After three years of mowing lawns and occasionally baby-sitting, I realized it was time to get a real job. I was 17.

It was 1973 and my friend Phil McCabe told me a position was available at the Roy Rogers restaurant in Greenvale. It would be fun, he said. I would be working with Phil and high school classmates Diane Ludder and Laura Weil. And we had some happy times. We were told to answer the phone with, "Howdy, pardner, Roy Rogers Family Restaurant. How may I serve you?" But when the boss wasn’t around, we’d shorten it to, "Roy Rogers. What’s your beef?"

The fun, though, didn’t last. It was grueling work. For $2 an hour, I labored in the back where there seemed to be little ventilation and lots of heat. I cooked roast beef (plus some chicken and hamburgers) and cleaned all the instruments. Over and over. It never ended — and I felt like the Charlie Chaplin character frantically working the assembly line in "Modern Times." I was granted time off for lunch, but no one replaced me. The work piled up, and I gobbled down my sandwich so I could get back to the job. At the end of each shift, exhausted, I’d bike home smelling of perspiration and roast beef. This couldn’t keep on.

One day, I noticed a Baskin-Robbins ice cream store across the street on Glen Cove Road. Now, that looked like a fun place to work! I applied for a position, was hired (took a cut in pay to $1.85 an hour), bid farewell to the roast beef, hamburgers and chicken, and started scooping ice cream with a woman who looked like "Hazel" the maid from the 1960s TV show of the same name.
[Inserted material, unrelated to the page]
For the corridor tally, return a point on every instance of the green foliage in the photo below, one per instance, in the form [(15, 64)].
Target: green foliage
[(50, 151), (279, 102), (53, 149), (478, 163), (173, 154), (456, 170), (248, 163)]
Delightful lady!

Compared with the other ice cream stores, Baskin-Robbins was considered expensive: 25 cents for a single cone; 45 cents for a double; 65 cents for a triple. And French vanilla was an additional 2 cents: "Costs more, but worth it!" the ads said, reassuringly. The franchise boasted 31 flavors, and I tried them all — each day a different double-scoop cone, for free! (My favorite was German chocolate cake; peach was a close second.)

Working there was a joy, in part, because everyone is happy coming into an ice cream store. We had our regulars: I could see Eddie coming down the street and knew he wanted a strawberry cone. Beverly liked pistachio. I’d have their favorites ready when they walked in — they liked that. Skinny people asked for "just one scoop." We had the chubbier customers who’d buy a huge sundae and say to their friends, "I don’t understand why I can’t lose weight."

The summer went along uneventfully until the day the power went out and we had ice cream melting before us like a snowman in July. "Buy one cone, get one free!" I yelled to passersby, following my boss’ direction. It later became, "Buy one cone, get two free!" Soon, we were just giving the stuff away.

After the summer, I left the job to start college, but my association with the ice cream store didn’t end there. Whenever I’ve traveled overseas and see a Baskin-Robbins, I stop in to "pay my respects" and buy a cone. A double scoop, of course!

Reader Saul Schachter lives in Sea Cliff.